I want to do some very course flattening on the side of a very thick cleaver. I need it to be super flat at every stage of shaping and polishing. I have a shapton extra course stone but the stone is taking a lot of damage and the cutting action with water is too slow. I am looking into getting a glass plate but they are sold out where I shop. what do you think of granite? maybe I can polish the granite to get it flatter? what do you use to attach the sandpaper to the glass. I have seen videos of people using a weak spray adhesive.






RDX Precision Black Granite Surface Plate







www.wttool.com


----------



## parbaked (Apr 27, 2020)

Go big!








The Ultimate Sandpaper Holder by Kasfly (CZAR Precision)


Sharpeneing Area: 215mm * 60mm Sandpaper strip can be cut from a standard letter sized stock. =========== Kasfly (formally CZAR Precision) is a high precision manufacturer in China. The owner Czar owns a business to manufacture top quality parts from aluminium cellphone enclosures to military...



knivesandstones.us


----------



## M1k3 (Apr 27, 2020)

Take one of those wood hand sanders with a handle and mount it upside down in a vice? Credit to @stringer


----------



## HSC /// Knives (Apr 27, 2020)

U can try this
Taytools 10-1/4 x 4-1/4" 125 Micron (120 Grit) 3M (TM) Diamond Flattening Plate | eBay


----------



## heliosphere (Apr 27, 2020)

parttimevegan said:


> I want to do some very course flattening on the side of a very thick cleaver. I need it to be super flat at every stage of shaping and polishing. I have a shapton extra course stone but the stone is taking a lot of damage and the cutting action with water is too slow. I am looking into getting a glass plate but they are sold out where I shop. what do you think of granite? maybe I can polish the granite to get it flatter? what do you use to attach the sandpaper to the glass. I have seen videos of people using a weak spray adhesive.
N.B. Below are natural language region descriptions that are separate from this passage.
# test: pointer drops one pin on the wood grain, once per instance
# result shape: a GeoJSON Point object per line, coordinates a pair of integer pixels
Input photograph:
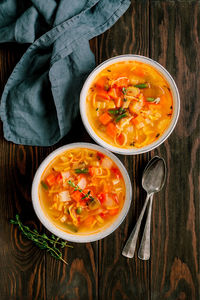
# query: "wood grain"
{"type": "Point", "coordinates": [175, 244]}
{"type": "Point", "coordinates": [116, 273]}
{"type": "Point", "coordinates": [169, 32]}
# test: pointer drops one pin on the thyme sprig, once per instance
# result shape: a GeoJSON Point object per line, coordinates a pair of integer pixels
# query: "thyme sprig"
{"type": "Point", "coordinates": [76, 188]}
{"type": "Point", "coordinates": [42, 240]}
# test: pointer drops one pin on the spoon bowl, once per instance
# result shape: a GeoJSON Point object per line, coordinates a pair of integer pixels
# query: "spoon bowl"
{"type": "Point", "coordinates": [153, 180]}
{"type": "Point", "coordinates": [154, 175]}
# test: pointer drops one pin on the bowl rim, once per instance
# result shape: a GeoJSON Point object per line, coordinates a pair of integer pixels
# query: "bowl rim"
{"type": "Point", "coordinates": [168, 78]}
{"type": "Point", "coordinates": [65, 235]}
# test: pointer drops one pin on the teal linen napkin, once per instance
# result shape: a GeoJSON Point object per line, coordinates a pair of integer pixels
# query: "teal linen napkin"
{"type": "Point", "coordinates": [40, 99]}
A granite surface plate will be very, very flat, and anything you do to it will only make it less flat. The one you linked to claims to be flat to with .0001 inch, which is .0025 mm. They are also very heavy, so shipping may be expensive. If there's a Woodcraft store near you, you can pick one up there. It will cost more, but you won't have to get it shipped.

I don't know a ton about the flatness required for thinning knives, but I think that a granite surface plate is probably way flatter than you need. You can get granite tiles from a home center -- but make sure to check for flatness, because they might not be flat enough.

For sandpaper, I would skip spray adhesive. In my experience, the overspray goes places you don't want it to go and it's a pain to clean it up. Instead, you can get rolls of sandpaper that has an adhesive back. Search for "PSA sandpaper."


----------



## Ruso (Apr 27, 2020)

If you are in US or Canada Lee Valley has granite plates, temper glass plates (OoS) and plastic plates.
And they offer free shipping on all the merchandise now. 


https://www.leevalley.com/en-us/shop/tools/hand-tools/marking-and-measuring/32526-granite-surface-plate





https://www.leevalley.com/en-us/shop/tools/sharpening/sheets-and-belts/100517-laminate-sheets


----------



## Desert Rat (Apr 27, 2020)

I use scrap granite from a sink cut out. It's flat and it was free. Overkill at 1 1/4" thick but functional.


----------



## Ruso (Apr 27, 2020)

Desert Rat said:


> I use scrap granite from a sink cut out. It's flat and it was free. Overkill at 1 1/4" thick but functional.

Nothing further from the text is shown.